Thursday, July 24, 2008

Open Source Databases

I'm listening to an illustrious panel of database experts, many of them with much experience in proprietary realms (Oracle, Sun... Autodesk).

History: Ingres and Sybase inherited from "open source" BSD research (not called that back then). Sybase later sold its code to Microsoft. The point: databases had open source beginnings. IBM's code, in contrast, was always closed source and never went anywhere or progressed more slowly as a consequence.

The free and open exchange of ideas, and code, is what spurs innovation (it's dangerous to not avail of this in many cases, if expecting to stay competitive). Open source folks were fastest in adopting open GIS-related standards.

CouchDB is more focused on the commodification of server farms and hearkens back to node-based architectures (I'm thinking of Mumps). Web services like EC2 have become a platform for open source databases. SimpleDB is Amazon's solution for running atop its S3 web service.

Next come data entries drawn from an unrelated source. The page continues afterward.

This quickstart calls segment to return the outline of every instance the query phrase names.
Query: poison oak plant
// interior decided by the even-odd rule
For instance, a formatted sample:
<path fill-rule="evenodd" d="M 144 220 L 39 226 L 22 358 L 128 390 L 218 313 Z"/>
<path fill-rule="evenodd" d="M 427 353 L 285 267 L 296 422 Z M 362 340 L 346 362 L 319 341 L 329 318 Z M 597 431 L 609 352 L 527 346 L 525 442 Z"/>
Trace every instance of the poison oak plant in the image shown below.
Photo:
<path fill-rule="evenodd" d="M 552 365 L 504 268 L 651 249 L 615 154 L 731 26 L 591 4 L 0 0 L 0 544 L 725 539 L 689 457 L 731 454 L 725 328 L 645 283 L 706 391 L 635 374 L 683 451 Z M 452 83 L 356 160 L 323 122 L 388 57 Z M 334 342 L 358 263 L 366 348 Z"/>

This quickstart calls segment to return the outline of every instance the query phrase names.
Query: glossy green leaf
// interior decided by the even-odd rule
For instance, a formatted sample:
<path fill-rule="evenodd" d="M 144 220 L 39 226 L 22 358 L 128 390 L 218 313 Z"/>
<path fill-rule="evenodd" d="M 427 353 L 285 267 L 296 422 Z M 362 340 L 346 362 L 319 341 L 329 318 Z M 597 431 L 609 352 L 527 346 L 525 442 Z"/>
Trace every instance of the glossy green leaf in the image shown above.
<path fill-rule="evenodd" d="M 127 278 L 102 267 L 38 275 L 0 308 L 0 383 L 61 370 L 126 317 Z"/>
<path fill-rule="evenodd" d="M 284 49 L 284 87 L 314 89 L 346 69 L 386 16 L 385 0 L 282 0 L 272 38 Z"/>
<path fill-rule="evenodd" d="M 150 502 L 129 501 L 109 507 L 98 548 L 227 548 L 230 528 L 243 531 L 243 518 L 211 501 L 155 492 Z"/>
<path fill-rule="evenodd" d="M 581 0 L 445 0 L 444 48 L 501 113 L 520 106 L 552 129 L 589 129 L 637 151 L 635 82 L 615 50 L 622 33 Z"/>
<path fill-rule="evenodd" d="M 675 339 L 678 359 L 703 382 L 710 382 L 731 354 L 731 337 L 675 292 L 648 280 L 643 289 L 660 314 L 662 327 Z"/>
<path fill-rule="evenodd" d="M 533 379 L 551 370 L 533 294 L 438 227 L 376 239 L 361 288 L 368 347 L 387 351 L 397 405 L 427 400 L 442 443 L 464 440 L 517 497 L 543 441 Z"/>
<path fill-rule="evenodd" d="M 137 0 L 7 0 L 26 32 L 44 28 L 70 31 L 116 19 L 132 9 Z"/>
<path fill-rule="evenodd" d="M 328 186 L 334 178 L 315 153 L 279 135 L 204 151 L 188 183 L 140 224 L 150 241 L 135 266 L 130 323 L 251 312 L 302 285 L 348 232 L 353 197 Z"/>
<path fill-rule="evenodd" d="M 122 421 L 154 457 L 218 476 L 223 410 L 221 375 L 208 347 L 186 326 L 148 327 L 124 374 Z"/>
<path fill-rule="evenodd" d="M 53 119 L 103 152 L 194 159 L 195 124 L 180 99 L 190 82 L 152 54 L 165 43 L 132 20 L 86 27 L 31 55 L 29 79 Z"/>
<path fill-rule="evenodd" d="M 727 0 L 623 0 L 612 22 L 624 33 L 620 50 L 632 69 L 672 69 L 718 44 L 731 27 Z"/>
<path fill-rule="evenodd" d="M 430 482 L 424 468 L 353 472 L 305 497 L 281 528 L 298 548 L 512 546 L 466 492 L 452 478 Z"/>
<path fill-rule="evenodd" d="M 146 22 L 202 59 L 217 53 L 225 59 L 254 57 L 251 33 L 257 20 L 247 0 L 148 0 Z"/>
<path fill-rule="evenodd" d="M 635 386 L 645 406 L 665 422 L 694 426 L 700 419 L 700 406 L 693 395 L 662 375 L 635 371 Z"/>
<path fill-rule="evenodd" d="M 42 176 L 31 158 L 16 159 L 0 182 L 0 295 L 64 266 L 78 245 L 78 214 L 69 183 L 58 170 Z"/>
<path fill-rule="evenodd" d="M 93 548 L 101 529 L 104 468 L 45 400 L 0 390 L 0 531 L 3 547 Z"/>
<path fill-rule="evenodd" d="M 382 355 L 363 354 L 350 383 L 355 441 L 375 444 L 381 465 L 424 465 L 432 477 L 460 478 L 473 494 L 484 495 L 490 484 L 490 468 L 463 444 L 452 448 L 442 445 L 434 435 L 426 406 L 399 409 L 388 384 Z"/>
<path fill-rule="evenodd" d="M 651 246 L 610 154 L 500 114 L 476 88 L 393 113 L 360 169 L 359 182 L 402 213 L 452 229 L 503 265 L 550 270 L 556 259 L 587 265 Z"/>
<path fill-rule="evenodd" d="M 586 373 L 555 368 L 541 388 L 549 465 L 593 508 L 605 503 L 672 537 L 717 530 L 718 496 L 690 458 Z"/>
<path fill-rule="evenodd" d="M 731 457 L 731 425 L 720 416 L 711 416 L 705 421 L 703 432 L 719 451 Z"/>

The newer generation is making better use of pre-existing standards (e.g. http), not investing in one-of-a-kind inhouse protocols. There's more than just lip service in favor of interoperability these days. The USA's DoD is moving towards open source, increasing demand.

Autodesk guy: the future is where big data stores come over the web and mix with local stuff. Semi-structured data, semi-structured searches... these are cutting edge areas.

Sun guy: "All open source databases suck at blobs" (large binary files -- like entire DVDs). He also worries MapReduce is "anti-green" in terms of rack space required, kilowatts per hour and so on. Maybe the optimization literature isn't getting applied, in favor of mere brute force solutions? Other experts in the audience weren't so sure (apples & oranges?).

What's the difference between a filesystem, database, and version control system anyway? Databases are on top of a filesystem, more CPU intensive. Versioning systems tend to not use relational databases, but why? Subversion uses SQLlite. The database might be for metadata...

I asked about user friendly front ends, like Microsoft Access, which write the SQL for you, based on drag and drop, filling in forms and so on. There's nothing quite like that in the open source world, and that's a frustration for people wanting to start small medical databases on desktops, and incubate them without bothering the IT department.

Panelists mostly agreed that these front ends are hard to develop and in short supply. In the old days, SQL itself was envisioned as the user-friendly front end, but it's not taught except in a few majors, such as finance. Steve reminded me that OpenOffice has some tools along these lines -- we did some testing over the break, just for kicks.

Speaking of front ends, my next session for today was Stupid Django Tricks (except they didn't seem stupid). Django is one of the Python flagships for writing web applications, also a space served by Ruby, PHP, Perl... Erlang.

Then Steve, Duncan and I went to American Cowgirls, close to the convention center, to kill time before Emma Jane Hogbin's talk on how to get more women involved in FOSS. Duncan and I compared notes on Arabic, a beautifully logical language, while I joked with Steve about a credentialing system based on tattoos (use your own imagination).